Hey everyone! I wanted to share my experience with the newly announced GPT-Image-1 model from OpenAI. Initially, their announcement made it sound like this model brings all the amazing image features that GPT-4o offers, which have become pretty popular. However, after diving into the API, I've found some limitations that aren't immediately obvious.
While you can create cool images from scratch, the editing capabilities are quite basic. For example, I realized that you can't upload an image and ask it to do transformations like creating a Studio Ghibli version of it or changing it to look like a character from The Simpsons or the Muppets. The API just doesn't support that right now.
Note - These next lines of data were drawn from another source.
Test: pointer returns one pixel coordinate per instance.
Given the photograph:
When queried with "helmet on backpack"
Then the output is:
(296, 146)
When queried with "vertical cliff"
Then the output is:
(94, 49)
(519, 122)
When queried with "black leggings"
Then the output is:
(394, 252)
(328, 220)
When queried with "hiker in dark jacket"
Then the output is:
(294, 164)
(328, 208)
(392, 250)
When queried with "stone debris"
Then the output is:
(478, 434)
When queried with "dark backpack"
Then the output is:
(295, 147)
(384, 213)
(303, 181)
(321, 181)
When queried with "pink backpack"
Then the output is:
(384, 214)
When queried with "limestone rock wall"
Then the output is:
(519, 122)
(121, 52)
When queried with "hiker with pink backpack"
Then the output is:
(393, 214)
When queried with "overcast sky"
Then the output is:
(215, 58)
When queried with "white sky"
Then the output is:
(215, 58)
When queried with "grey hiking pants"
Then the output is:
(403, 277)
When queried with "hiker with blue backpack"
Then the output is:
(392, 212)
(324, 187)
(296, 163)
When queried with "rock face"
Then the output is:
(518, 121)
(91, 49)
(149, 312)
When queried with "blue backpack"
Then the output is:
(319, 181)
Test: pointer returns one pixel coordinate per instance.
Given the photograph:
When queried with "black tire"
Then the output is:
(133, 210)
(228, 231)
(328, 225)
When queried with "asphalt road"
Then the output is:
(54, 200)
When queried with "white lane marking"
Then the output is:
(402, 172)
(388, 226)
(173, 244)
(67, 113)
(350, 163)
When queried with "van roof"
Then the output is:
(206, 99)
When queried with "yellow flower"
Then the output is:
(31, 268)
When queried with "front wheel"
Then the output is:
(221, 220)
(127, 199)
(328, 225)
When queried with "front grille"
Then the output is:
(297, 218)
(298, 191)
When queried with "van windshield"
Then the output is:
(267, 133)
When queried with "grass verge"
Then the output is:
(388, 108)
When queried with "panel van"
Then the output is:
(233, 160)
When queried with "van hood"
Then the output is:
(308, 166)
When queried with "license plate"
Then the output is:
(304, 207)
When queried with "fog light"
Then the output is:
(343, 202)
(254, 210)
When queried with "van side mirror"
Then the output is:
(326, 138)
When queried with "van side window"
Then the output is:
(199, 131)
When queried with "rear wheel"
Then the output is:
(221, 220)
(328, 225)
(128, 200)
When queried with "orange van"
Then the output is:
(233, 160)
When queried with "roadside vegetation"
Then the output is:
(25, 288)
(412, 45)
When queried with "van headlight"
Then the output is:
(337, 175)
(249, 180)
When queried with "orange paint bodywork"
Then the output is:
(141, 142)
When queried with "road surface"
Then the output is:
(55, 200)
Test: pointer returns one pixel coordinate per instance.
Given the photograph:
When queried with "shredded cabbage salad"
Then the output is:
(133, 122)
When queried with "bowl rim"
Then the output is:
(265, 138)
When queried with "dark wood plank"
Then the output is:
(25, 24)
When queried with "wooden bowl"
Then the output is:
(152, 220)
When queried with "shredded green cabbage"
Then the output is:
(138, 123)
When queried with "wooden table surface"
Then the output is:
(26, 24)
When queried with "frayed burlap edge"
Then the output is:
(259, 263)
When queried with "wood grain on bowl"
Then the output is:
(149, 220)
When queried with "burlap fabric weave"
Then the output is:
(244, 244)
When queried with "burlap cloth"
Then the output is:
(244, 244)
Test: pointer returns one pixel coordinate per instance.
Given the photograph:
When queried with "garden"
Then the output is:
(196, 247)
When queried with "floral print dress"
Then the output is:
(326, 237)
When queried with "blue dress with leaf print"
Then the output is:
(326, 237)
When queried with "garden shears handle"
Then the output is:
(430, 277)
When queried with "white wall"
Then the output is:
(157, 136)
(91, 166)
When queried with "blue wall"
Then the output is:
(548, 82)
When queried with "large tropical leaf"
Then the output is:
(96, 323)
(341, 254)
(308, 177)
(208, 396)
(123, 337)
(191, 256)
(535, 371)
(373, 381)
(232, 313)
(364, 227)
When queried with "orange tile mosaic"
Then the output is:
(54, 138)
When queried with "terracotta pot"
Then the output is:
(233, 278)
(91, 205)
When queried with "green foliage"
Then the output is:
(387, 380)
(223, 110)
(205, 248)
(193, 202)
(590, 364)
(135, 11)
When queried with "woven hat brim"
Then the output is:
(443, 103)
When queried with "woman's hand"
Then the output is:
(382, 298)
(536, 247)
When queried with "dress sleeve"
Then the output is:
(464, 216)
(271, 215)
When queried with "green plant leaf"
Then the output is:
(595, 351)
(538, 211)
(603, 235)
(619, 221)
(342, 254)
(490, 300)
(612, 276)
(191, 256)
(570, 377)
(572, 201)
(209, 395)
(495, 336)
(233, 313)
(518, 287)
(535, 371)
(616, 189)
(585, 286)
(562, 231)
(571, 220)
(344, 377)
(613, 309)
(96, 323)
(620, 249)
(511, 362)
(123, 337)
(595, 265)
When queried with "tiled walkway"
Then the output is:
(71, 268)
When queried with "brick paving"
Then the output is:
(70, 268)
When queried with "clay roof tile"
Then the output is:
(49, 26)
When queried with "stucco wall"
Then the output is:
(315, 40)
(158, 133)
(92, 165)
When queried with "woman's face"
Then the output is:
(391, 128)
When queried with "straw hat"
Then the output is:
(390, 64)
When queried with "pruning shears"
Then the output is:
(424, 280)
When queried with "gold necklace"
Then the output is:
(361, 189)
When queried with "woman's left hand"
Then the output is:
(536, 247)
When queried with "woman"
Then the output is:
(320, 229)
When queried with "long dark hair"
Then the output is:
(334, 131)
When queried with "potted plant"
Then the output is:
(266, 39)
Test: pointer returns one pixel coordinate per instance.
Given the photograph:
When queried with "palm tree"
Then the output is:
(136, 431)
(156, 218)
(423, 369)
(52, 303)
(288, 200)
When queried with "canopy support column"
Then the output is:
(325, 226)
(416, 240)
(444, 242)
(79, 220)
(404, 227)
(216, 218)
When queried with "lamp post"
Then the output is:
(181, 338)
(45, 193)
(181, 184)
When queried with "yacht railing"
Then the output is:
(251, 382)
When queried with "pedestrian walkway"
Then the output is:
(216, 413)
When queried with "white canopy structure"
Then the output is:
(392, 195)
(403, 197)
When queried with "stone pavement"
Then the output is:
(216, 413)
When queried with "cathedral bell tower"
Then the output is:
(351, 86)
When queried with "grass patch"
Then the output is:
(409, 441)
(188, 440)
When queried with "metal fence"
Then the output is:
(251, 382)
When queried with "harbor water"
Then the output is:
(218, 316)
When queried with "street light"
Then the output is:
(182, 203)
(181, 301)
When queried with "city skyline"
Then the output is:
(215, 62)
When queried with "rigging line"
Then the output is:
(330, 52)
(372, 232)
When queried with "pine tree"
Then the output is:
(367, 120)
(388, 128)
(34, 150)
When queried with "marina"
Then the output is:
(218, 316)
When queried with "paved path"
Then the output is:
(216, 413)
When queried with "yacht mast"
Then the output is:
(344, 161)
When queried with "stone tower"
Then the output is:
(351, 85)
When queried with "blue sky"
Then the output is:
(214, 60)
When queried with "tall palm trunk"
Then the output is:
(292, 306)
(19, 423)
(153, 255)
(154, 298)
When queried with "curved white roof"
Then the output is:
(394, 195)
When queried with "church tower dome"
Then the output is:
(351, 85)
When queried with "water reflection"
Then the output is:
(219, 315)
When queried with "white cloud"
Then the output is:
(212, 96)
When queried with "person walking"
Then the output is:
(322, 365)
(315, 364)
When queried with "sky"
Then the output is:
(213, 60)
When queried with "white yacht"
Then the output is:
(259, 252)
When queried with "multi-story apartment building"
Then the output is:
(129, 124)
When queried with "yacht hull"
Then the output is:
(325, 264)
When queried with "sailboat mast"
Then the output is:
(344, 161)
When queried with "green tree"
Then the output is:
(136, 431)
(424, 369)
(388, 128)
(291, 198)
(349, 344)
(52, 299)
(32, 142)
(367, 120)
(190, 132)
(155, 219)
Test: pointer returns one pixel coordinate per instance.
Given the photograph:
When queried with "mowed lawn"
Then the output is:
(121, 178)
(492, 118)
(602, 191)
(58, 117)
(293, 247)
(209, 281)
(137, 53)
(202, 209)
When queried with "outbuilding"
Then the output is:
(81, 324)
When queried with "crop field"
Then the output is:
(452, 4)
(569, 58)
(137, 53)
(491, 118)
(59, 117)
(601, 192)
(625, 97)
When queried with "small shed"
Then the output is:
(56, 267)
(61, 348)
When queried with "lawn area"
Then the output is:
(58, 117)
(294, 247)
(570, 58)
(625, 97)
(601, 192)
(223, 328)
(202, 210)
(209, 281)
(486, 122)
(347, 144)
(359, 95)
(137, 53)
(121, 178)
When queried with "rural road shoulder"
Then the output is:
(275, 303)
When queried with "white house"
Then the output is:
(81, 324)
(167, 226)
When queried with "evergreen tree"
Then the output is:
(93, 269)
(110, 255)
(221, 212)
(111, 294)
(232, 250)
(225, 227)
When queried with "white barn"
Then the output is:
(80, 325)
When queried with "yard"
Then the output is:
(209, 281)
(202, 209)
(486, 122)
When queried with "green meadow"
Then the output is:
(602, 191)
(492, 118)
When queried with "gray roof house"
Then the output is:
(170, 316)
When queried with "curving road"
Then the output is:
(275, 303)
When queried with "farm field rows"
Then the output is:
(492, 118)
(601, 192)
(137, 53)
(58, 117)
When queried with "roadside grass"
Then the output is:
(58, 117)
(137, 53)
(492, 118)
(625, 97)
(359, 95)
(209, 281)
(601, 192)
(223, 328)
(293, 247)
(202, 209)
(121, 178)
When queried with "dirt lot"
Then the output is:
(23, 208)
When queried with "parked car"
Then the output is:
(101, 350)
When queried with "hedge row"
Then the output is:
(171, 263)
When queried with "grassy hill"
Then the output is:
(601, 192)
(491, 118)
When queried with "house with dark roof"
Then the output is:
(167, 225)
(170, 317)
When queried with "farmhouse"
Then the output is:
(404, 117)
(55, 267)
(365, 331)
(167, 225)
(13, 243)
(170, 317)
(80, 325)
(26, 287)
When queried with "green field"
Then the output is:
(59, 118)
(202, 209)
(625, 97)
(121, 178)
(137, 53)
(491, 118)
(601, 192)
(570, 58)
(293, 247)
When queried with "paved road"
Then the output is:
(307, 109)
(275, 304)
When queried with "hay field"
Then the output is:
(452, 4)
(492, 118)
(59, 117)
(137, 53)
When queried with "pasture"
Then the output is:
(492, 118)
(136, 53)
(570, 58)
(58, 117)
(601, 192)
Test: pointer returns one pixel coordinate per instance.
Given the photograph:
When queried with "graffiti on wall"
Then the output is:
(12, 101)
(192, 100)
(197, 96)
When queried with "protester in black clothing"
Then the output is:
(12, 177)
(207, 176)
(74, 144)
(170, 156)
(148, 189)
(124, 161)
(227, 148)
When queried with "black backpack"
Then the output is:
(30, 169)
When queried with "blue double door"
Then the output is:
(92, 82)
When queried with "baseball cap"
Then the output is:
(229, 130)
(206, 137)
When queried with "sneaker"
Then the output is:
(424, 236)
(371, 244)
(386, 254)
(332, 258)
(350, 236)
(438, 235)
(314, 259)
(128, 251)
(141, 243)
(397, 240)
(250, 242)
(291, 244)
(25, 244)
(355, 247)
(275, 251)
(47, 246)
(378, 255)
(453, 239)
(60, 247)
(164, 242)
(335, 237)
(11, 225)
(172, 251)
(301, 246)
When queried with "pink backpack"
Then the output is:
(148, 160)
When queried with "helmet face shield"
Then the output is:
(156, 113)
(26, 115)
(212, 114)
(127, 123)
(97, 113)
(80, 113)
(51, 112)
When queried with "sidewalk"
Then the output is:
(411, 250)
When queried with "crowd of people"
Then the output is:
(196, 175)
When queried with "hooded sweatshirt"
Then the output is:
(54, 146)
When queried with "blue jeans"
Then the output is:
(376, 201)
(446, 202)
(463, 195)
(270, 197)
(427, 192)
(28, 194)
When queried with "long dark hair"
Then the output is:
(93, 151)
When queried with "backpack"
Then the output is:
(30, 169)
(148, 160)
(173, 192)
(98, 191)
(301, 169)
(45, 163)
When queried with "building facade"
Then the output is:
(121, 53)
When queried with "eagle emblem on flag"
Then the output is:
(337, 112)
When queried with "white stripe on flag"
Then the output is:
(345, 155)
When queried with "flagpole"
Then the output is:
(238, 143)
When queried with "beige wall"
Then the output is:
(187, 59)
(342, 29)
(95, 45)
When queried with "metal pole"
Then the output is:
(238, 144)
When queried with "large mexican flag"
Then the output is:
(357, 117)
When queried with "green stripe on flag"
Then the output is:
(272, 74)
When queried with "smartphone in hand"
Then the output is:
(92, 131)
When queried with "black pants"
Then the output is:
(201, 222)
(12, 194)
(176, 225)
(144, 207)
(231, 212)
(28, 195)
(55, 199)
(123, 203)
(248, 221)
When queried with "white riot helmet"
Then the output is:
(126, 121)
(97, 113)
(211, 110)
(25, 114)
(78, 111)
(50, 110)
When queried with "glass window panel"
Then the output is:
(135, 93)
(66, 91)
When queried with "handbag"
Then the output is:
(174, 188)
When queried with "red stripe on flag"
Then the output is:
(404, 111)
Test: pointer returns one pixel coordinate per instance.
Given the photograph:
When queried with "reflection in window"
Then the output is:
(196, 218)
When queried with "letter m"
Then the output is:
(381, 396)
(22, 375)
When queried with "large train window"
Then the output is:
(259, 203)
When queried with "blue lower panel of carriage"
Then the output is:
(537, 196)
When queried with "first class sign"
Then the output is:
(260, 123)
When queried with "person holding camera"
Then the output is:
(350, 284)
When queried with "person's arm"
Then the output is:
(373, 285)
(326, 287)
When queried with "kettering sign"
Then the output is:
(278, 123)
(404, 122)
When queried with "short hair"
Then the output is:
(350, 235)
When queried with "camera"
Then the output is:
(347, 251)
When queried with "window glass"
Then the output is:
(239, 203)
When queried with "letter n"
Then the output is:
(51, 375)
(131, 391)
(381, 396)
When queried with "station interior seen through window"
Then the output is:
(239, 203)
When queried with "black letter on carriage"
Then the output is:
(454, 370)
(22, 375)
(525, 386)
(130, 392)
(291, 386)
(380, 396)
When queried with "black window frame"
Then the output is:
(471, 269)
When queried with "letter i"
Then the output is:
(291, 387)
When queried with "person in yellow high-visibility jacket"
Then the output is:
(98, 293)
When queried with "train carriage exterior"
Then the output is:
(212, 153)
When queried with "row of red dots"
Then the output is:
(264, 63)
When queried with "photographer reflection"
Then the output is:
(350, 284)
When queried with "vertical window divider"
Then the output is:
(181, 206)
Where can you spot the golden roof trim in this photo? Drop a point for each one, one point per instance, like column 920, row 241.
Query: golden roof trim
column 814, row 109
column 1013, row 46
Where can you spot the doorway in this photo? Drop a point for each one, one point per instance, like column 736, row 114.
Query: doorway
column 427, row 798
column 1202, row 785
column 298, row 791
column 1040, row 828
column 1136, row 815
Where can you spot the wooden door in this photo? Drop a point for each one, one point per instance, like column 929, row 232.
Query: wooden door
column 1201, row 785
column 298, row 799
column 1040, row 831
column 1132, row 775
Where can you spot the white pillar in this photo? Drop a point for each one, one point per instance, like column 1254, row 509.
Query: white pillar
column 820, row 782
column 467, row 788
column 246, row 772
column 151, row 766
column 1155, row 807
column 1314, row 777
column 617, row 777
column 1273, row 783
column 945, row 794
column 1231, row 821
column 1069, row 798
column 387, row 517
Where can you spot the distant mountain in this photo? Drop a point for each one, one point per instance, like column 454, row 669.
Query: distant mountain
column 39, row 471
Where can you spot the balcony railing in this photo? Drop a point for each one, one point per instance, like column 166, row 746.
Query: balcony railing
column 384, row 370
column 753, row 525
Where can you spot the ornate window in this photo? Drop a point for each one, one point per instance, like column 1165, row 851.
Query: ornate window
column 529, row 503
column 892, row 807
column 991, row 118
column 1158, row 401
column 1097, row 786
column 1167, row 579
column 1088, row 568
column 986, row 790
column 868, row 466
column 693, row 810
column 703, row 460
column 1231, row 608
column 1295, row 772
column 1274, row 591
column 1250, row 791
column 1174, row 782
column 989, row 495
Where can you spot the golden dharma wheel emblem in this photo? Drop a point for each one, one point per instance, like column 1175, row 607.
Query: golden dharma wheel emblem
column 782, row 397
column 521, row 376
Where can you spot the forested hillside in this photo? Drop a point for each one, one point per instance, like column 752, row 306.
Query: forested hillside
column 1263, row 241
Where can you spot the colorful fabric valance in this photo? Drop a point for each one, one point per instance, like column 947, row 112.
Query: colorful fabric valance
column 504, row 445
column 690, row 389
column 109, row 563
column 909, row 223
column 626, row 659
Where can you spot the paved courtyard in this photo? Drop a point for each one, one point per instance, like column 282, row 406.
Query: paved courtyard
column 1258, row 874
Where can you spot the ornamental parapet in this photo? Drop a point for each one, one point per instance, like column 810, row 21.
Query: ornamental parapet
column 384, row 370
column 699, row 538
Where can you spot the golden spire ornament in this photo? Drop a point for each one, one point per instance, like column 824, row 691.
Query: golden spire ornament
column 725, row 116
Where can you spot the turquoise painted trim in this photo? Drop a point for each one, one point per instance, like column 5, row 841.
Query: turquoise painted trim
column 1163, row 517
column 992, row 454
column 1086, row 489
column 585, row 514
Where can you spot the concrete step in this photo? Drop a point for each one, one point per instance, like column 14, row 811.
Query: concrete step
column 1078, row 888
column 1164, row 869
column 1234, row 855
I spent hours figuring things out, and eventually got an explanation from ChatGPT about why the API feels limited compared to the chat app. Essentially, the public API right now doesn't replicate the full experience of what you get with the ChatGPT-4o app, particularly with uploading images for stylization.
So I'm left wondering when we might see these features in the API. Am I alone in feeling misled by the announcement? It seemed like a more limited version of what GPT-4o can do, especially when the DALL-E API seems to miss out on the magic we see in ChatGPT-4o. Any thoughts or rumors on this?
3 Answers
You do realize that asking AI about its own capabilities can lead to confusion, right? If it doesn't answer thoroughly the first time, it might just be 'hallucinating.' Let's be real here. How many times do we need to understand this?
Have you actually tried including an image in the messages object when you call the API? I was wondering if that might help unlock some of its capabilities, though I haven't had much luck myself.
I'm definitely waiting for these features too! It feels like there was a lot of hype and now a letdown. The API just doesn't match up to what they advertised, and I'm frustrated trying to do things I expected to be possible.
Fair point! I did start by following the API documentation from OpenAI, not ChatGPT. It was only after struggling for a while that I double-checked with ChatGPT and found out the limitations. But if the API work matches what’s in the ChatGPT app, I’d love to know how you got it to work!